Security of industrial networks against cyber attacks [
34] is a further important issue that may have a very dangerous impact on functional safety networks, especially when included in IIoT ecosystems. If adequate countermeasures are not undertaken, a threat can compromise the behavior of such networks and, hence, the safety of machinery, equipment and personnel. Unfortunately, most of the functional safety protocols have not built-in security countermeasures, since at the time they were designed security was not an issue. Consequently, they have to rely on the countermeasures implemented by the infrastructure networks they are connected to. A significant exception in this context, however, is represented by OPC UA Safety protocol that actually uses the native OPC UA security features.

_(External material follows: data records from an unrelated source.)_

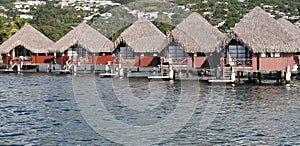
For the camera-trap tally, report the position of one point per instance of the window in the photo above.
(272, 54)
(239, 51)
(126, 52)
(176, 51)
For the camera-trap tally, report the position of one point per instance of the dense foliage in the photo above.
(55, 21)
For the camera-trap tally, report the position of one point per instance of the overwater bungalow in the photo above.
(293, 30)
(26, 47)
(258, 43)
(140, 44)
(83, 45)
(195, 39)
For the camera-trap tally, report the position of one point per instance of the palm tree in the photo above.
(15, 26)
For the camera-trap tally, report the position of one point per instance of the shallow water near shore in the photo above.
(42, 108)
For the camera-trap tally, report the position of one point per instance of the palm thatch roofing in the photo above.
(28, 37)
(292, 29)
(261, 33)
(196, 34)
(143, 36)
(86, 37)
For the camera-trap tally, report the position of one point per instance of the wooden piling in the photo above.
(259, 77)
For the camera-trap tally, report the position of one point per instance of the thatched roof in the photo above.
(28, 37)
(86, 37)
(196, 34)
(261, 33)
(143, 36)
(291, 29)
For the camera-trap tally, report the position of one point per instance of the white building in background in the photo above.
(25, 16)
(24, 7)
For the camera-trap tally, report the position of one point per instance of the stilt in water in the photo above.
(278, 76)
(18, 67)
(38, 68)
(232, 77)
(171, 74)
(239, 77)
(288, 75)
(259, 77)
(249, 77)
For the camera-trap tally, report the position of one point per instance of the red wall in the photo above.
(97, 59)
(145, 61)
(198, 61)
(6, 59)
(41, 59)
(101, 59)
(280, 63)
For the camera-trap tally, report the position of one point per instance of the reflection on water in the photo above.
(41, 109)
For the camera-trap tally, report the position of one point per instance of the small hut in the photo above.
(258, 42)
(140, 44)
(198, 38)
(26, 47)
(293, 30)
(83, 45)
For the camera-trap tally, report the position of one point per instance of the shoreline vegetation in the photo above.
(55, 22)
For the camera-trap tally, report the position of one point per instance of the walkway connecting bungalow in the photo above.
(26, 47)
(258, 43)
(199, 39)
(83, 45)
(140, 44)
(295, 31)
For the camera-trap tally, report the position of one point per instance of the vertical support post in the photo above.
(18, 67)
(50, 66)
(278, 74)
(288, 75)
(218, 72)
(259, 77)
(239, 77)
(75, 68)
(171, 74)
(232, 77)
(249, 77)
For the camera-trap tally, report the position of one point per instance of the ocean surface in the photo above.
(50, 109)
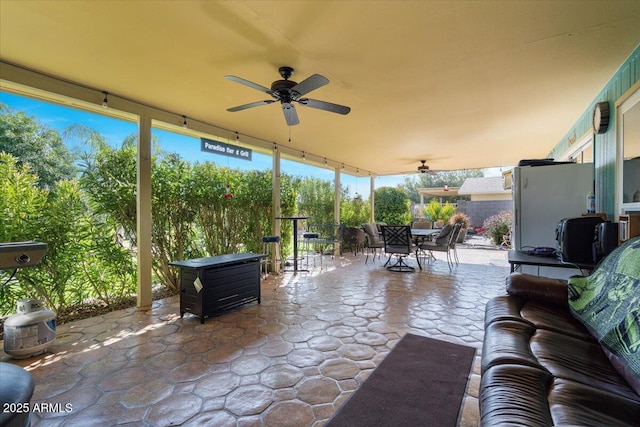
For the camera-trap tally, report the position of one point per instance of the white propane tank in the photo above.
(29, 332)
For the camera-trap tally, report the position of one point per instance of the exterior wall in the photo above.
(488, 197)
(479, 211)
(604, 144)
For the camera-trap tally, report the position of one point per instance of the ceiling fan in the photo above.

Finally, we would like to mention an interesting example of an industrial network that integrates security and safety, provided in [
35]. In this paper, the authors describe an implementation of the CANopen protocol on real-time Ethernet networks that includes safety and security mechanisms. Although the resulting architecture is neither compliant with CANopen safety, nor with other safety protocols, its performance figures are satisfactory in that the network provides effective security countermeasures against some types of attacks, as well as safety countermeasures similar to those of the traditional functional safety protocols.
6. Conclusions
Functional safety networks are expected to be increasingly used in IIoT ecosystems, particularly over wireless media. In this respect, in this paper, we addressed safety protocols, focusing on those described by the IEC 61784–3 International Standard, and investigated their suitability for IIoT applications. The provided analysis, as well as the results of an extensive experimental session carried out on a prototype implementation of FSoE over WiFi, allowed us to make some interesting considerations. First, the black channel principle can be successfully exploited to bring safety protocols over communication media different from those for which they were natively designed. Second, although the black channel approach in principle ensures feasibility, it is clear it might introduce limitations, particularly with respect to performance. This aspect derives from the undeniable fact that each protocol has been conceived for a specific network. As an example, referring to wired systems, functional safety protocols designed for Ethernet networks can be difficultly implemented on communication systems that use short payloads such as Controller Area Network. Even more evidently, referring to OPC UA Safety, SPDUs may reach large sizes, thus, they need adequate MAC and physical layers to be transferred. Possible performance limitations have been clearly evidenced by the experimental assessment of FSoE over WiFi provided in
Section 4. Indeed, as we have seen, the behavior of FSoE is strictly related to the protocol stack included in the black channel. Nevertheless, it has also been shown that there is large room for improvement and future developments. Focusing on WiFi, performance might be further improved with respect to both reliability and reaction time. Indeed, rate adaptation algorithms specifically designed for industrial WiFi applications, as well as suitable network protocol tuning, may lead to significant benefits in terms of reliability and timeliness, as discussed in [
36,
37]. In addition, new forthcoming WiFi versions, such as those based on the IEEE 802.11ax standard, promise considerable performance improvements. Finally, we remark that the upcoming extension of TSN features to WiFi and 5G systems, thanks to its built-in mechanisms to improve reliability and timeliness, promises considerable performance improvements that could enforce rapid and extensive adoption of safety protocols in IIoT ecosystems.